Кроме того, он не знал о банке с печеньем, подумал Ретт, но вслух этого не сказал. И он никогда не видел с пляжа Омахи того, что видел я в Нормандии и в Дахау, где мертвые лежали незахороненными достаточно долго, чтобы потерять волосы.
8
Ретт оставался с отцом, который преждевременно постарел и стал медленно передвигаться, словно черепаха под панцирем. Пит начал поговаривать о помещении его в дом престарелых, Ретт тоже полагал, что так будет лучше, однако это казалось ему жестоким — словно выбросить отца на помойку. Не смотря ни на что, отец и сын неплохо ладили, они вместе совершали покупки в магазине, по окончании смены в автомастерской, где Ретт устроился слесарем (и которой впоследствии завладел).
Он много работал, но плохо спал.
Однажды ночью в марте 1946 года, после того, как отец лег спать, а порывы ветра хлестали мокрым снегом об стену, Ретт поднялся на чердак. Банка с печеньем находилась там же, где он и оставил ее, за картонной коробкой со стеклянной посудой времен, когда еще здоровая мать жила в этом доме. Ретт поднял ее, ожидая, что магия ушла, но банка все также была полна.
Он спустился с ней по узкой лестнице, баюкая над животом, и сел на кровать, где так много раз сидел рядом с ним Джек. Он поднял крышку и глубоко вдохнул, пахло шоколадом, ванилью, корицей и маслом. Хорошие запахи. Свежие запахи. Те, что он помнил и о которых мечтал в разгар французского лета и холодной немецкой зимы. Запах свежевыпеченного печенья, который всегда наполнял маленький домик матери, когда она танцевала под граммофон и разливала им заварной крем в маленькие зеленые стаканчики.

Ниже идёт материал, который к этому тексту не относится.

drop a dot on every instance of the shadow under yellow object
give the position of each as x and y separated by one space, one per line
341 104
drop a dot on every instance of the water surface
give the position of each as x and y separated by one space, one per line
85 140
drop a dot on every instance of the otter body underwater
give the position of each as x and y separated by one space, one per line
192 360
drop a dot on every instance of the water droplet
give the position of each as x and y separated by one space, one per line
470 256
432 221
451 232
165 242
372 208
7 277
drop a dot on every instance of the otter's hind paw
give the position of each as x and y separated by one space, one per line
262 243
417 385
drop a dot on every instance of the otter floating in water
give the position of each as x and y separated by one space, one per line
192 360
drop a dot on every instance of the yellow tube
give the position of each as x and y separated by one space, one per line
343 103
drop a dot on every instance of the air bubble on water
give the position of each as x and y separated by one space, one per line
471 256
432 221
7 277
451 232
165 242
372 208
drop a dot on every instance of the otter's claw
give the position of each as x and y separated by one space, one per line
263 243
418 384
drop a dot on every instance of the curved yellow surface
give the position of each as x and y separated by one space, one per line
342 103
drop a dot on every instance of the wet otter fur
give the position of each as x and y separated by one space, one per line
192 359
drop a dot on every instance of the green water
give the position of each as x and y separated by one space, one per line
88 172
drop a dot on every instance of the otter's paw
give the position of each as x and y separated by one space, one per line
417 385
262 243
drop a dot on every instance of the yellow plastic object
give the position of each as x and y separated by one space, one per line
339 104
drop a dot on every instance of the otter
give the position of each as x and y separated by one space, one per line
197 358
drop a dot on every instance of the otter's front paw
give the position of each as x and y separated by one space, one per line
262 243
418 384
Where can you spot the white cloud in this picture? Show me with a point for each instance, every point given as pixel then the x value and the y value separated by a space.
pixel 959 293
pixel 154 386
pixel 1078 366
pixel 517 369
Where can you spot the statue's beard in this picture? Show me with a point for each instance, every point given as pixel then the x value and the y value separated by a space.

Моя мать, добрая волшебница, подумал Ретт, и эта хреновина свела ее с ума. Так и мои воспоминания о войне сведут меня с ума, если я им позволю. Там всегда был Красный Генри, черный Адольф? Что там происходит? Почему это происходит?
Гнев, который плавал в нем с тех пор, как он увидел Бухенвальд — его волшебный туман — застил ему глаза, и он перевернул банку, пролив поток печенья, который стек с кровати и превратился в гору на полу. Наконец, как раз тогда, когда он начал думать, что печенья будут продолжать литься, пока он не утонет под имбирным или арахисовым, поток остановился. Он поднял банку и, наклонив её к потолку, как телескоп, заглянул внутрь.
— И что ты увидел? — спросил Дейл. — Просто дно?
— Нет, — сказал Ретт. — Не дно.
Однажды, в конце 1944 года, во время затишья в боевых действиях между Днем Благодарения и Рождеством, Объединение зрелищных организаций для военнослужащих привезло кинопроектор и груду коробок с кинопленкой. Также они привезли попкорн и бутылки с содовой, и солдаты просмотрели, словно загипнотизированные, сдвоенный киносеанс, проецируемый на простыню. Сначала показали цветной мультфильм («Эээ… в чем дело, Док?»), потом путешествия то ли по Бали то ли по Мали или каком — то из похожих мест, а затем пошел сдвоенный сеанс из Мальтийского Сокола и Янки Дудл Денди. Но что Ретт вспомнил, когда всматривался в поднимающуюся гору печенья, была звуковая кинохроника, которую показали между мультфильмом и путешествиями. Там был репортаж о новом научном чуде Военно-Воздушных Сил, которое называлось бомбовый прицел Нордена. То, что он увидел сквозь дно банки для печенья, в точности им и было, только без перекрестия.